Se la politica estera è rimasta ai margini di queste primarie, a Matteo Renzi è bastato un accenno per far capire da che parte si posizionerà il suo Partito democratico sulle grandi questioni globali.

Un attacco miratissimo all’«immobilismo» delle istituzioni internazionali, servito in salsa generazionale: «Noi siamo quelli del 1994», dice Renzi, abbiamo visto l’Onu che restava a guardare mentre si consumava il genocidio dei Grandi laghi, in Rwanda. «Noi siamo quelli del 1995», scandalizzati perché i caschi blu dell’Onu lasciavano che si consumasse la strage di Srebrenica, «gli uomini separati dalle donne, le donne stuprate, gli uomini ammazzati».

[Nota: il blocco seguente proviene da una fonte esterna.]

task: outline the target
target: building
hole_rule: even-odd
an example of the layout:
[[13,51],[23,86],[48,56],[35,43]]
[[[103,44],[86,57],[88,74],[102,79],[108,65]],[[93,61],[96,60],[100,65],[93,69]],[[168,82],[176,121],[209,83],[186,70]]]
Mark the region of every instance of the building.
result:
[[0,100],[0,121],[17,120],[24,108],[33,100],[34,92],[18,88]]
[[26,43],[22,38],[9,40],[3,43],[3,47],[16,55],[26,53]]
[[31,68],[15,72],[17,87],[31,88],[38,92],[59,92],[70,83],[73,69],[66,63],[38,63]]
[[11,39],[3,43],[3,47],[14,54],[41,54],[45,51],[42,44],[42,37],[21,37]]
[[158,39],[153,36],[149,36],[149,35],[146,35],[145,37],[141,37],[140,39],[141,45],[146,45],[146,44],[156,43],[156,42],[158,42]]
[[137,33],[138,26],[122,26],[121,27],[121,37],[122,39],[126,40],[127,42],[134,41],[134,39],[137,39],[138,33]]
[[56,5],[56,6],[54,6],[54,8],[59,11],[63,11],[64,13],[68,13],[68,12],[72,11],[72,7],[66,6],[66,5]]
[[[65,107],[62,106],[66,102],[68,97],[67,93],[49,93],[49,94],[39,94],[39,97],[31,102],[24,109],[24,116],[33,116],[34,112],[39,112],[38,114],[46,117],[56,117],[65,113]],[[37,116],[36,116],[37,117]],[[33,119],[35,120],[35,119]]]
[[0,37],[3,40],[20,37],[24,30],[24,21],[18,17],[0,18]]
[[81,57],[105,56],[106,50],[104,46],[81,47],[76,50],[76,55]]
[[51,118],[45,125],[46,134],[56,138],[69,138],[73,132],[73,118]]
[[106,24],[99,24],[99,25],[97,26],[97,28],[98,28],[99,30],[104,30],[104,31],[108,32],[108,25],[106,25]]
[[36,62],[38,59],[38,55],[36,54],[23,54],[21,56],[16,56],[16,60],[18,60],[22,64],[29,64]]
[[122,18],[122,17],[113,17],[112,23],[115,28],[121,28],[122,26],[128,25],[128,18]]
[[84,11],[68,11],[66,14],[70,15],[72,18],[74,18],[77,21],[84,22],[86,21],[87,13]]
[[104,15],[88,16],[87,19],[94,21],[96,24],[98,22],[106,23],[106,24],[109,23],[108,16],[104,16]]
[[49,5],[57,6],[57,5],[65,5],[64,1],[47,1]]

Torna l’interventismo liberale, le due missioni di pace “vittoriose” dell’era clintoniana. Non è un accenno casuale, è un riferimento coerente con la tela di rapporti che il sindaco ha già cominciato a tessere. Marco Damilano e Denise Pardo, sull’ultimo numero dell’Espresso, spiegavano che – tramite le ambasciate romane – la relazione con David Cameron è già avviata, mentre a breve si dovrebbe tenere un incontro col ministro dell’interno francese Manuel Valls. I due campioni europei dell’interventismo liberale: il primo, artefice insieme a Nicolas Sarkozy dell’attacco contro la Libia di Gheddafi; il secondo, uomo forte del governo Hollande, uno dei registi del rinnovato attivismo francese sul fronte africano, dal Mali alla Repubblica centrafricana.

Rwanda e Srebrenica, due immagini dal passato che dicono molto anche per il futuro. E la questione del futuro, se si parla di interventismo liberale, è sempre quella: la Siria.